En el fondo del océano, unos peces extraordinariamente planos nadan curiosos alrededor de un extraño artilugio de metal, tratan de comerse los pequeños microorganismos que han surgido en el objeto, cuando de pronto, dos luces rojas iluminan el fondo; Los peces huyen tan rápido como pueden.

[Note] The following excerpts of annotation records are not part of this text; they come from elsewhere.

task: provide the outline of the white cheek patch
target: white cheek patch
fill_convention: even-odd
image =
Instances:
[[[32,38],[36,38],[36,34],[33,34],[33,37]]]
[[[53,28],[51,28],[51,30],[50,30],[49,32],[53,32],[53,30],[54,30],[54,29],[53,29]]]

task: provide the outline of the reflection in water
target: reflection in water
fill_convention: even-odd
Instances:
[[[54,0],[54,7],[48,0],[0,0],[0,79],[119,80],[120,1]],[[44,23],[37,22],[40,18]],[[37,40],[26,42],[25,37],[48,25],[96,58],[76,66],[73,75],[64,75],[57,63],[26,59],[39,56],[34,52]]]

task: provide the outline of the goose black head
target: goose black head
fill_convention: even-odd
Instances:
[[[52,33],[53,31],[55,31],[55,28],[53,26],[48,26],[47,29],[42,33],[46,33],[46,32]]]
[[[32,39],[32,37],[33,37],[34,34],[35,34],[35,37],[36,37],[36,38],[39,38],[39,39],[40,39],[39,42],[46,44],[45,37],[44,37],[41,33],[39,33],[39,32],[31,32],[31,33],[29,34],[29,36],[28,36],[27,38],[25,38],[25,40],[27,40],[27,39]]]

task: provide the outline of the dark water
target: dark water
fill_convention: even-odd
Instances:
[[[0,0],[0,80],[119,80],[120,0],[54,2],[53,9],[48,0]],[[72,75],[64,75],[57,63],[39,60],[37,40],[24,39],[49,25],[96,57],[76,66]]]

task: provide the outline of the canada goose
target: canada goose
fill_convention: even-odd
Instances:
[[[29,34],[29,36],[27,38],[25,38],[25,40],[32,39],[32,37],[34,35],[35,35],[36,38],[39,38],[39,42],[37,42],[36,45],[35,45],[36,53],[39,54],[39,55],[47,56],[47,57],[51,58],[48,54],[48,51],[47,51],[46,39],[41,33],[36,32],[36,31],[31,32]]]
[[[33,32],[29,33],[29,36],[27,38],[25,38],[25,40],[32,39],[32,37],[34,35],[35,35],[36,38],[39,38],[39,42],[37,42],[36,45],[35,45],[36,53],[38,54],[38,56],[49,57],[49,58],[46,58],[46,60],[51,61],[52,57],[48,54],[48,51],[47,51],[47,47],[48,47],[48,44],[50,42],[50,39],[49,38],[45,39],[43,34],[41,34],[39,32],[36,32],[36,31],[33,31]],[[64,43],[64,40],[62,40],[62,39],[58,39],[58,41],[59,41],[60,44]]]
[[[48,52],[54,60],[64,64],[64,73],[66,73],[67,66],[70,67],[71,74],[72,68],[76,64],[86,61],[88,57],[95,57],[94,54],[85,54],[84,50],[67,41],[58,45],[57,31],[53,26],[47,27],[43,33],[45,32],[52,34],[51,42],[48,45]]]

El artilugio de metal trata de incorporarse, parece estar vivo. Parece. Tras unos cuantos intentos logra ponerse de pie, se mira las manos. No recuerda nada, pero trata de moverse, aunque se siente pesado y terriblemente exhausto. Consigue dar un paso, dos. Y al tercero tropieza con un objeto de metal. Al principio no lo identifica, lo mira, y sus luces rojas, que son sus ojos, no consiguen asimilar lo que es. Al principio. Porque justo en ese momento un nombre entra en su memoria con terrible fuerza: Ancla. Ancla. De pronto el ser siente un vacío terrible, se tambalea un momento. Sabe que le falta algo, alguien. Sabe que alguien le ha abandonado, le ha traicionado. Recuerda entonces su propio nombre, Nautilus... Y se da cuenta de que su nombre no es casual, que su destino estaba forjado. Y Nautilus ya no recuerda nada más. Empieza a moverse, no suelta el ancla. Y conforme se mueve en su pecho va naciendo una horrible llama de odio. El ser de la escafandra sabe que lo único que lo mantiene consciente es esa llama de venganza, nada más. Donde debía haber amor no hay más que un vacío sordo y doloroso.
Nautilus aprieta el ancla con fuerza, sus faros, que son sus ojos, relucen peligrosamente, y sabe que ya nunca podrá quitarse la escafandra, que la escafandra es ahora su piel, ocultando la terrible verdad que yace debajo. Nautilus aprieta el ancla, sus ojos brillan tanto que iluminan el fondo...Venganza, piensa Nautilus. En el fondo de su vacío traje, muy al fondo, piensa en ella.